Learn about Compton history at Dominguez Hills symposium
Exploring the legacy of the Hub City
Isabell Rivera OW Contributor | 10/31/2019, midnight
Cal State University Dominguez Hills (CSUDH) will host its third annual South Bay Symposium from 9:30 a.m. to 3 p.m. on Nov. 2. This year they will look at the history of the city of Compton
Titled “Compton 1969: The Changing Face of Politics, Dreams of Our Fathers,” the symposium will take place on the fifth floor of the University Library North and will commemorate the 50th anniversary of the election of Douglas F. Dollarhide, the first African-American mayor of Compton.
Focused on “untwisting the legacy of Compton’s history,” the symposium will feature remarks by Los Angeles County Superior Court Judge Kelvin D. Filler, and USC Law Professor Jody Armour.
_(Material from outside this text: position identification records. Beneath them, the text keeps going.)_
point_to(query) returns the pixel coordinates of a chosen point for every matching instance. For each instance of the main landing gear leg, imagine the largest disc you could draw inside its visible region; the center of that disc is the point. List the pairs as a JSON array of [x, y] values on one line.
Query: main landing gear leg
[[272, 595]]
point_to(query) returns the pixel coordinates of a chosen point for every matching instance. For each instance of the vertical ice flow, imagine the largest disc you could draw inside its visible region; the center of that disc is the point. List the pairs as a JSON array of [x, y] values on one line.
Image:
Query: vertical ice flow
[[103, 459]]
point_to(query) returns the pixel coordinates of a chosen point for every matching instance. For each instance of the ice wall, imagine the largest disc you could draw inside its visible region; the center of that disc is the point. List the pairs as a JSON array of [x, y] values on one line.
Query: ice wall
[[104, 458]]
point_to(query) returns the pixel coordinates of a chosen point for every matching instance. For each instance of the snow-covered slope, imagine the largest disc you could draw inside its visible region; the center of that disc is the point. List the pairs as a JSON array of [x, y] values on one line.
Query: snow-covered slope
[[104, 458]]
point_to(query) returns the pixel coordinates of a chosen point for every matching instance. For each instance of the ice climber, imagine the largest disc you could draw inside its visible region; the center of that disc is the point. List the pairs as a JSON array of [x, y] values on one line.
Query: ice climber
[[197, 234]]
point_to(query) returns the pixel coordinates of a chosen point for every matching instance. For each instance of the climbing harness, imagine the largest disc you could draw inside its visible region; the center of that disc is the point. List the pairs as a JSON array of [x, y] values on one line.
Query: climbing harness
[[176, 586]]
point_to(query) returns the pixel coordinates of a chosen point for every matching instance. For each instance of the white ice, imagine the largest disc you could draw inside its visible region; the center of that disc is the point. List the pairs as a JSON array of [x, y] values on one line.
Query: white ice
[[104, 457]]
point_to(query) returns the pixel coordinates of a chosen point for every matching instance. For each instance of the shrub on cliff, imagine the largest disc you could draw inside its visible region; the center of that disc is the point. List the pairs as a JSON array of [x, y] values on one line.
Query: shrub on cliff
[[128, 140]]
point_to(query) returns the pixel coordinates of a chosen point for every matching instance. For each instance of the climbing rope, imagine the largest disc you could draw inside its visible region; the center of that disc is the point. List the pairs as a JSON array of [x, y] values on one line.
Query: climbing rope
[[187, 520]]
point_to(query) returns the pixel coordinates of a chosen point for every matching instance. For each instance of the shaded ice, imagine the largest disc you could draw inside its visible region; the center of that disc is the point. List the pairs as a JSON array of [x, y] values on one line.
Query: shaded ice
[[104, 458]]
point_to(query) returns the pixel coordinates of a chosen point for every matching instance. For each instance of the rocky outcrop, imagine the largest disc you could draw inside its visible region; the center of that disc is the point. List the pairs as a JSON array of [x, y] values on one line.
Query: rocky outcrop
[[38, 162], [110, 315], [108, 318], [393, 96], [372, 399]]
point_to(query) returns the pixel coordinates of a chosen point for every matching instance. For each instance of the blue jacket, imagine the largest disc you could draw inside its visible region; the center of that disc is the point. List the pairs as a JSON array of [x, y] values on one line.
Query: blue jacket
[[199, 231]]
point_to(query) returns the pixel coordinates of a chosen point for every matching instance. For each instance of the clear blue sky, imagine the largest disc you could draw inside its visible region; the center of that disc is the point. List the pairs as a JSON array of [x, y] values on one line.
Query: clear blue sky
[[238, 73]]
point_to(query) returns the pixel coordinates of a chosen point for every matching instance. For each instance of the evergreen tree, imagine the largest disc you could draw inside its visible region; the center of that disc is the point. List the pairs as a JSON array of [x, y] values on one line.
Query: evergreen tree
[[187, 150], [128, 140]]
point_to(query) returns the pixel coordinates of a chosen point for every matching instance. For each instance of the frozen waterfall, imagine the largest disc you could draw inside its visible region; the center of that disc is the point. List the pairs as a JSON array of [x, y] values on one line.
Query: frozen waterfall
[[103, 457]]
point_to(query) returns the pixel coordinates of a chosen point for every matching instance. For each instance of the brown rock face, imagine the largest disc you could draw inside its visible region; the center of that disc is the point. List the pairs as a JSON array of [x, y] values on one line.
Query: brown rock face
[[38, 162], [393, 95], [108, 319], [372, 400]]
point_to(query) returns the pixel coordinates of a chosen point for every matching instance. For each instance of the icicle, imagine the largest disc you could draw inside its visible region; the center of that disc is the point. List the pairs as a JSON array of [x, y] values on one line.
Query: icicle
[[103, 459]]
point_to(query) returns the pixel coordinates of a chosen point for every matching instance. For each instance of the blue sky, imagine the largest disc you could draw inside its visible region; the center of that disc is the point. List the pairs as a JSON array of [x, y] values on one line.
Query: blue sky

It will also include a panel discussion about the former mayors of Compton.
“Mayor Dollarhide’s election was a pivotal point in the ascension of Black political power in Southern California,” said Robert Lee Johnson, an author and member of the Compton 125 Historical Society. “Dollarhide’s election ushered in the first Black majority city council and school board in California, which led to the first Black school superintendent, police chief, and fire chief in the state of California.”
Since 1960, Cal State Dominguez Hills has served a diverse community of learners and educators collaborating to change lives and communities for the better.
The symposium is hosted by the Gerth Archives and Special Collection at CSUDH and the Compton 125 Historical Society, in conjunction with the Sepia Artist Collective and CSUDH’s Mervyn M. Dymally African-American Political and Economic Institute.
“By commemorating the legacy of progress and Black political success in the City of Compton, we challenge the legitimacy of the negative portrayals of the City of Compton in the mass media, and in the minds of many who have no idea of the true history of the city and its legacy,” said Greg Williams, director of the Gerth Archives and Special Collections at CSUDH.
Other sessions at the symposium will focus on the Dominguez Rancho Adobe family homestead, and the Rancho San Pedro, the first Spanish land grant in California, as well as the contributions of Hispanics in South Bay. The Sepia Art Collective will present an excerpt from the upcoming film “Compton’s Finest,” by filmmaker Cle Sloan.
CSUDH is located at 1000 E. Victoria Street.